‘Last chance saloon’ for Mission bid

editorial image

A public meeting heard on Thursday that it was the ‘last chance saloon’ to save Peterhead’s Fishermen’s Mission.

Around 40 people attended the meeting, which was convened by campaigner Stephen Bruce, in a bid to save the popular Mission building, which has been put on the market by the RNMDSF.

Welcoming the group, Mr Bruce said that it was important firstly to clarify that the work of Mission Superintendent Steve Murray and his staff would continue in Peterhead, even if the building was sold.

But he stressed that the Mission building was not only important to fishermen, but was an integral part of the Blue Toon community.

“The ‘for sale’ signs are now up and anything can happen, but we cannot let it go without a fight,” he said.

The Mission has been part of the Blue Toon for many decades, moving from Charlotte Street to its present location on Union Street where it has been since the 1960s.

“It’s not just the fishing community that uses it - several groups including the Kedron Choir, Sunday Nightcap, Mothers and Toddlers, ladies guild, Street Pastors, retired fishermen, Buchanness Yacht Club, the table tennis club and Jogscotland all make use of this facility during the year.

“It’s also used by international fishermen as a base, and provides accommodation in case of emergency at sea.

“It’s a vital part of our community,” he said.

Fisherman Andrew Buchan, who has been working for the past 18 months on a bid to save the Mission, then took to the floor.

He told the gathering: “About 18 months ago we tried to set up a charity fund with a small committee of willing volunteers and we made an application for charity status. Unfortunately that was declined as under new charity rules the Mission did not qualify for charitable status.

“We appealed, but again we received the same answer. We now need to form a trust to take over ownership of the building.”

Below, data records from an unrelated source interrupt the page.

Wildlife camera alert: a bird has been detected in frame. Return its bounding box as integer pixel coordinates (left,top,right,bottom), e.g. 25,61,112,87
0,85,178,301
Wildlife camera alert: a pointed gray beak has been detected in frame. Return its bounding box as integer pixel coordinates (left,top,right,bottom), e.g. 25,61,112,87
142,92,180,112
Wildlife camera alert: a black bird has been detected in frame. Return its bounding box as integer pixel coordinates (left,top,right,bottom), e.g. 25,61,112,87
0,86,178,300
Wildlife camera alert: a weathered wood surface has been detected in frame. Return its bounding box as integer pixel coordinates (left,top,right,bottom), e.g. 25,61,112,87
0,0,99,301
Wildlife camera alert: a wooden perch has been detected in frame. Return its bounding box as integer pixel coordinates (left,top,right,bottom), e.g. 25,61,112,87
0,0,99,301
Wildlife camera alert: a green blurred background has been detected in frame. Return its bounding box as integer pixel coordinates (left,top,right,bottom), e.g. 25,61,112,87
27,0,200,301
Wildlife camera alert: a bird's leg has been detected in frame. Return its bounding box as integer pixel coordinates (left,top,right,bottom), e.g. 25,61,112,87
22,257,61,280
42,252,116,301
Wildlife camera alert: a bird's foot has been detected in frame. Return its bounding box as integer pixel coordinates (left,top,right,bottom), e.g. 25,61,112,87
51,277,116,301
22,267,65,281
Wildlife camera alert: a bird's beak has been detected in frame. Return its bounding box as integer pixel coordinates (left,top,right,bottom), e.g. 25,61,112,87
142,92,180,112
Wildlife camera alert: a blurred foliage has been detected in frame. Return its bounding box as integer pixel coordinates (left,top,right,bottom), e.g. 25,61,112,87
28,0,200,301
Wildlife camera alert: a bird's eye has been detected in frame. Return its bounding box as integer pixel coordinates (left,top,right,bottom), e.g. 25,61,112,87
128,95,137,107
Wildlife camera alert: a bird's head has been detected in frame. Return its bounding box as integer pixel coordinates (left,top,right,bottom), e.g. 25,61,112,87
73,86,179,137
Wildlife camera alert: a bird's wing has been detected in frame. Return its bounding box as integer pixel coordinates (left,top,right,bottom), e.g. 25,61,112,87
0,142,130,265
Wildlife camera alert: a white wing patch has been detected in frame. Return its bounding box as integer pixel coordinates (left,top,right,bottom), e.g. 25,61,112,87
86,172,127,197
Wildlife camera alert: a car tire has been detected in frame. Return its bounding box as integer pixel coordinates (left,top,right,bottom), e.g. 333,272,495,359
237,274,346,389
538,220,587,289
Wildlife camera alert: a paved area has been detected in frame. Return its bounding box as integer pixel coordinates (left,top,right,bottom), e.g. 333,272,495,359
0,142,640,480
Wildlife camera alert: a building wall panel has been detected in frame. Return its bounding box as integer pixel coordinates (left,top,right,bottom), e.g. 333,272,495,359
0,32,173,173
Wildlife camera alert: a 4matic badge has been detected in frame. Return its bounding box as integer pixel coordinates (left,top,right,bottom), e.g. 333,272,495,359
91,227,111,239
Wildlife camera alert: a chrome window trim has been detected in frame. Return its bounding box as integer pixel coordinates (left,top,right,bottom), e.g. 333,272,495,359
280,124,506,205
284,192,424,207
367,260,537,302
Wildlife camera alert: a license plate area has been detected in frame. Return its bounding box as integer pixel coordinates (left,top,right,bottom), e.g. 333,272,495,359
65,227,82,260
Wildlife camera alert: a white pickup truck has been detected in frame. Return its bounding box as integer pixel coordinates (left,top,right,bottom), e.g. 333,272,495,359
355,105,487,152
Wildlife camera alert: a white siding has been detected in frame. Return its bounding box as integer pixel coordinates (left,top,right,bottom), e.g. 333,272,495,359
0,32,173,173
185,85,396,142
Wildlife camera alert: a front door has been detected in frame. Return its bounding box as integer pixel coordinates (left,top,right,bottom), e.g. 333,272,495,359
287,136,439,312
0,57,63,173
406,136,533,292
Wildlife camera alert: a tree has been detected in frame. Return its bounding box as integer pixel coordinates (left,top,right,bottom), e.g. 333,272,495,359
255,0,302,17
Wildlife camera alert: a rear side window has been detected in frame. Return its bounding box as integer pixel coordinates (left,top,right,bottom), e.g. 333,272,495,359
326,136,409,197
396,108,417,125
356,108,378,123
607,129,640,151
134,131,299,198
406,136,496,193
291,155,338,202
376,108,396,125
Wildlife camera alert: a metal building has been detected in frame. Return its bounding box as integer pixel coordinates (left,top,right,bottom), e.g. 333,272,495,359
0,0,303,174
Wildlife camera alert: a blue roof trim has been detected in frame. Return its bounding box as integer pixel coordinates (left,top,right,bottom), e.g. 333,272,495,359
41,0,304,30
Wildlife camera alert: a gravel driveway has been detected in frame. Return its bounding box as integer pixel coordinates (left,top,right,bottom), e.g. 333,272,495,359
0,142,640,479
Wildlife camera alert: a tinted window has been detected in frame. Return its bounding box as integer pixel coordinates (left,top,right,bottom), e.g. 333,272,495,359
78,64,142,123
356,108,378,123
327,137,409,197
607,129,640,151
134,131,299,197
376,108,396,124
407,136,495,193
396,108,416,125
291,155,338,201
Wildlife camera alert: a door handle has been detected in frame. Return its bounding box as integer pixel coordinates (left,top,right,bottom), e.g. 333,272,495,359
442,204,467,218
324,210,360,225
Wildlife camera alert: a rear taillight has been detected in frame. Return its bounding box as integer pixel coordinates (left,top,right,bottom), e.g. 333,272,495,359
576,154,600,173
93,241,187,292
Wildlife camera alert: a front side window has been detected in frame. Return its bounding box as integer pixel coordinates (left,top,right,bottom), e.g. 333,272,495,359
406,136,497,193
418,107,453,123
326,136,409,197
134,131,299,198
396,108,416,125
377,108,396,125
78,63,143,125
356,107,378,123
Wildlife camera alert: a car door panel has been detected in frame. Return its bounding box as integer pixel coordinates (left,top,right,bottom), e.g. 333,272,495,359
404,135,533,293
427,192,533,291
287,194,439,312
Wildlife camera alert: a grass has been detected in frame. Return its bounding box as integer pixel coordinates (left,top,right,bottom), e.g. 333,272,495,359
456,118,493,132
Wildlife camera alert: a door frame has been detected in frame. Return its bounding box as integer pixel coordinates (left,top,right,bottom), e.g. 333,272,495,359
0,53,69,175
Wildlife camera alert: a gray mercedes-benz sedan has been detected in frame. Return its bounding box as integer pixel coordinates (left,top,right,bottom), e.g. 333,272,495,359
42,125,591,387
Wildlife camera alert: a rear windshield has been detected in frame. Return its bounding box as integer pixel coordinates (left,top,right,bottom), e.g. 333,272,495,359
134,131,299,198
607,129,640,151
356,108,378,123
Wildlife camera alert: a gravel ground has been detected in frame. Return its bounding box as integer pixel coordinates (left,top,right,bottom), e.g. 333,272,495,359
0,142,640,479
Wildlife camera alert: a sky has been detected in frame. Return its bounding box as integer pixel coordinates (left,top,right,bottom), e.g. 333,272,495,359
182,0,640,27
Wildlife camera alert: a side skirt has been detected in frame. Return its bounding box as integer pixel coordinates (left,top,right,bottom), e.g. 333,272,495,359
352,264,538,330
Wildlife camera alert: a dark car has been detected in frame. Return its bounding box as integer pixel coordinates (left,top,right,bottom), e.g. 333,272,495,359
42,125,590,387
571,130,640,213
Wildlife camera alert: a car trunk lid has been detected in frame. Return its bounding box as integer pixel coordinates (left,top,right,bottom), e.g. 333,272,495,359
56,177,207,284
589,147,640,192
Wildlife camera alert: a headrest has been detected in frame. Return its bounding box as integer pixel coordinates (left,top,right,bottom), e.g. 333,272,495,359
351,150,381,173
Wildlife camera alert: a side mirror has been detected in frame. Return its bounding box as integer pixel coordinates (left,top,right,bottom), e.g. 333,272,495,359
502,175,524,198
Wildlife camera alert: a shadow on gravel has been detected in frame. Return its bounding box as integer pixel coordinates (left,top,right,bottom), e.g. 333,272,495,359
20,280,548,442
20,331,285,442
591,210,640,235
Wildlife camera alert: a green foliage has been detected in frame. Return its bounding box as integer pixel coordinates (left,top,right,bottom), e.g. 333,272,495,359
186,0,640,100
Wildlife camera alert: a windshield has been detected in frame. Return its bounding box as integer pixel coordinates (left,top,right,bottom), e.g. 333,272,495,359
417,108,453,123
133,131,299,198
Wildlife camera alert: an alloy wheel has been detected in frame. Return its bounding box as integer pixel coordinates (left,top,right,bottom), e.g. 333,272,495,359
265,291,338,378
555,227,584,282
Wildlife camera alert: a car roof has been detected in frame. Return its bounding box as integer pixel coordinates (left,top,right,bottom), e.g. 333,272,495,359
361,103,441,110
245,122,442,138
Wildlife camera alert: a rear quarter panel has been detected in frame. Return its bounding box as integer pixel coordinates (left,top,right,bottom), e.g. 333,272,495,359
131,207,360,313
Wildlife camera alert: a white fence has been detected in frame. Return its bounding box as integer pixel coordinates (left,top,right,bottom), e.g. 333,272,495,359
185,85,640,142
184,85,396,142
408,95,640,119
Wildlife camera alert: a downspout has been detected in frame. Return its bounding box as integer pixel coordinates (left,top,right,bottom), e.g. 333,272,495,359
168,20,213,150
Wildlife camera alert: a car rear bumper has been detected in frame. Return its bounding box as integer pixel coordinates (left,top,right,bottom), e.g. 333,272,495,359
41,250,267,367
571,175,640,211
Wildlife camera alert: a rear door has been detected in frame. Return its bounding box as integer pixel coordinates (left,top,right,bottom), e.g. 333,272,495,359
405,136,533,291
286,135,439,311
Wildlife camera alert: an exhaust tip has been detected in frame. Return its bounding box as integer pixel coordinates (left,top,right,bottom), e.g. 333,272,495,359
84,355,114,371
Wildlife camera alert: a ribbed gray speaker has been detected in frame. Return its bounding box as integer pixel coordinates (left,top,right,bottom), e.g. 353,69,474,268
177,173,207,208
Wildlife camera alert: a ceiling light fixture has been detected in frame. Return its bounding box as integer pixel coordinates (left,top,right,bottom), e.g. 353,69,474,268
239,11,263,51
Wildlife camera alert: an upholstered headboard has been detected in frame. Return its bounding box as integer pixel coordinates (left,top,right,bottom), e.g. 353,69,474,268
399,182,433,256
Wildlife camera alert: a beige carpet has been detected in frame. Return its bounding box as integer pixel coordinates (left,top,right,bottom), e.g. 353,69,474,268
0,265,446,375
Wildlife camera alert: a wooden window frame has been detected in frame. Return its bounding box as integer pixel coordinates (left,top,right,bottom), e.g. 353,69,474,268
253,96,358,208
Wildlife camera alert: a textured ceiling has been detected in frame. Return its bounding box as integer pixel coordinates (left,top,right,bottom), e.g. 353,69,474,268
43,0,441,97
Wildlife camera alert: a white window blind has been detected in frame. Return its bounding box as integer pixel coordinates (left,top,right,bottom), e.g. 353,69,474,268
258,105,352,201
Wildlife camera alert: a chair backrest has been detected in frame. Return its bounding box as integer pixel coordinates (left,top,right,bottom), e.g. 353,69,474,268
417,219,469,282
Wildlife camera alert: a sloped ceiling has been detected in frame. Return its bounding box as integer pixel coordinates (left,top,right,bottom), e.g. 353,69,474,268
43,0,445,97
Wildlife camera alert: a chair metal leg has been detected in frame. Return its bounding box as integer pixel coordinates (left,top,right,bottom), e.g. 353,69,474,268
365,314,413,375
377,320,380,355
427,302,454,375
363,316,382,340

Mr Bruce said that it was hoped to form a Trust board in the next couple of weeks and also form a fundraising committee.

“When I spoke to the Mission chief executive about this meeting tonight he assured me that no-one had been looking at the building and he said it could lie for quite a while, but I’m sure if we started fundraising now I think this can be done,” he said.

“The building will probably have to have a full survey done on it, but in the short-term we want to just save it so that we have time to decide how we want to move forward.”

Concerns were raised at the meeting that no discussions regarding the purchase had been held with the RNMDSF itself.

It was suggested that perhaps negotiations could be carried out asking what price would be accepted for the building and how long the Mission would give the fundraisers to achieve that target.

“The fact that the building is on the open market means that anyone can purchase it at any time, so we really need to get something in writing from the Mission regarding a bid from this group,” said one gentleman.

Mr Bruce replied: “I’ve spoken to the Mission and they said if anyone came in with an offer they would let us know. They said that they would look favourably on a group like us and that they were ‘open to offers’.”

However, it was felt that it was important to get something in writing from the Mission to confirm this.

Mr Bruce said that he would speak to the Mission regarding this and start negotiations immediately. A further meeting will also be held on Tuesday, August 2, where it is hoped that a steering group can be formed to move the project forward.